The pragmatic answer is "no".
The real answer is more complicated, and utterly device specific…
…and at least I don't find much (any) information about a DIR-612/F/EID (typo, or bad searching on my side?).
First of all there are four potential points of contention:
- how is the switch hard-strapped
meaning, in what configuration will it come up after power-on, before the SOC/ bootloader initializes it
- how does the bootloader configure it/ leave it configured
- what is the default state the kernel module leaves it in
- how long does it take for netifd to apply the user specified configuration
In all of these, timing matters, how long is (are) the period(s) of all ports being bridged together, is it long enough for the DHCP handshake to succeed (and is that 'encouraged' by link-down events) - and yes, this also kind of depends how quick your client reacts (so not really an absolute number). If you want to really fix this, you have to profile the timing of each of these steps, to evaluate where your pinch points are.

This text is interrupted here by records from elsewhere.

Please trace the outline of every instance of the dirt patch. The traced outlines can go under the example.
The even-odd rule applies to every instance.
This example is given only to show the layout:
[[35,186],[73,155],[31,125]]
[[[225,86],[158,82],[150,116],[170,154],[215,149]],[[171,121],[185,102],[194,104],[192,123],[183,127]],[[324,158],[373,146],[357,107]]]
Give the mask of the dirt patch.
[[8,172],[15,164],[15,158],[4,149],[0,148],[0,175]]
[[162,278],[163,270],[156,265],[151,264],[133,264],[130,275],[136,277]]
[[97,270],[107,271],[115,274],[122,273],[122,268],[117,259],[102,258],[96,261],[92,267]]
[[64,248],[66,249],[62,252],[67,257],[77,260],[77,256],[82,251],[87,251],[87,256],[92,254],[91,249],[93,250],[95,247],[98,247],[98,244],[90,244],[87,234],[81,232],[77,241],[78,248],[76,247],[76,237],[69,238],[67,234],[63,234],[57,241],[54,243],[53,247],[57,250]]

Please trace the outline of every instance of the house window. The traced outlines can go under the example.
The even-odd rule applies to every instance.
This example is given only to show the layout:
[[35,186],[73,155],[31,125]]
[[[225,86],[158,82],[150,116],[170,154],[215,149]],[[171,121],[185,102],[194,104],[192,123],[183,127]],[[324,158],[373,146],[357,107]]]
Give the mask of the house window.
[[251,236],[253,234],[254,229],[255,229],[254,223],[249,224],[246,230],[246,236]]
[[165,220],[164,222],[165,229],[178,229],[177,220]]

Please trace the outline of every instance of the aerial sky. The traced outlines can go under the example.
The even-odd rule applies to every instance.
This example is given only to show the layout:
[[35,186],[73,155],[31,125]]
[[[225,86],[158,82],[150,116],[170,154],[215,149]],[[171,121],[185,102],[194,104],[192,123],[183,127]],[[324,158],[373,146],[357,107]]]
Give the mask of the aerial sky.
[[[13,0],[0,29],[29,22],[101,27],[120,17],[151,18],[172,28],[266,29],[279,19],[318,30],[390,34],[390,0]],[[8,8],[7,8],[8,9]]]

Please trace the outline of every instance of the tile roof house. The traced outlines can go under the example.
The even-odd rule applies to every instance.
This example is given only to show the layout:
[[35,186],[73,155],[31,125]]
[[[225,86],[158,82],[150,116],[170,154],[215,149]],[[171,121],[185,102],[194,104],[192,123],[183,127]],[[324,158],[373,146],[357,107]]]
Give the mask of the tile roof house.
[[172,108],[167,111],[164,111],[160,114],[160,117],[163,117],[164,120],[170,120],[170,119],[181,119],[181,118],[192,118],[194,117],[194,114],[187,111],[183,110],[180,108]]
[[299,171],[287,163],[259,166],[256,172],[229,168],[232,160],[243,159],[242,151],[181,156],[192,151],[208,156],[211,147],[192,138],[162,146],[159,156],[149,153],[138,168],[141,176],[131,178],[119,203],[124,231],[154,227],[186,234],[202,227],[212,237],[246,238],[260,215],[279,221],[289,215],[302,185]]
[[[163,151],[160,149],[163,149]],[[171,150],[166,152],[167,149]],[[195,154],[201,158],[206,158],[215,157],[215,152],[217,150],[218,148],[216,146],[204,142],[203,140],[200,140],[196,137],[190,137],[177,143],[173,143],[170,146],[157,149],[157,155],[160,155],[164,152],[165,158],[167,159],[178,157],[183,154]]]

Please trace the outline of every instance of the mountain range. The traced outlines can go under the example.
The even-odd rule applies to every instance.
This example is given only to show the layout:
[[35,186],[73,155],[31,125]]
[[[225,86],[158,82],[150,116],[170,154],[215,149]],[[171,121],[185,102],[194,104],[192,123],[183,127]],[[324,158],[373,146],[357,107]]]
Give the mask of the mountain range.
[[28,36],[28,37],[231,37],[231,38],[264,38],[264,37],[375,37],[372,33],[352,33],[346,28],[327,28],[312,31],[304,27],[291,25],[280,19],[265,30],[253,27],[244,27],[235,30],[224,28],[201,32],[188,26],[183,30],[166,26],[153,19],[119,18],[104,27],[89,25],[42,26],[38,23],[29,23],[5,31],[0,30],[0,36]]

These issues are kind of well-known and with the typical design of one CPU to a single (simple) managed onboard switch hard to mitigate, if not properly accounted for by the vendor - in most cases you can't totally remove the periods of full-bridge mode, only mitigate it by reducing the bridged time down to a period that might not allow a DHCP handshake to succeed (cheating).
Some of these mitigations involve an intermediary loader chainloaded between bootloader and kernel, whose only task is to deactivate all bridges/ all ports (it will not fix the situation, but hopefully reduce the time enough in practice), until the kernel/ netifd brings them up again in a sensible manner. There is precedent for this approach, if it succeeds depends on what the first two bullet points do/ how long it takes from ifup (in bridged mode) to the actual configuration. The 'beauty' of this is, that it's relatively generic (apart from the switch specific support) and relatively safe to do and experiment with, as it never touches the OEM bootloader. If this is sufficient depends all on the exact device specific timing.
If that isn't enough, the only remaining option is indeed to change the bootloader, for this to succeed you need:
- the bootloader source
…and hope that the vendor provides you with it, complete and in working order
…and hope that your own compilation (using your toolchain/ configuration) will work
- serial console access
- the ability to rewrite the whole flash chip (or JTAG level access, the former is easier than JTAG, the later gives you more hardware level insight)
you will need it/ you will break it, soldering on a socketed option will be beneficial
- the actual development skills do change the switch bringup sequence to your liking
- a lot of hope that the vendor isn't using secure boot (which is becoming increasingly common on ARMv8 based platforms)
- the hope that the hard-strapping is in your favour/ respectively the bootloader loads quick enough to meet your requirements
If your environment is sensitive to this issue, it might make more sense to switch hardware to something not exposing this issue by design, e.g. to hardware without an integrated switch but using dedicated interfaces (e.g. x86_64, rockchip, RPi, etc.). This would be the most pragmatic (and safest) way out, as it guarantees that there will be no spillover whatsoever.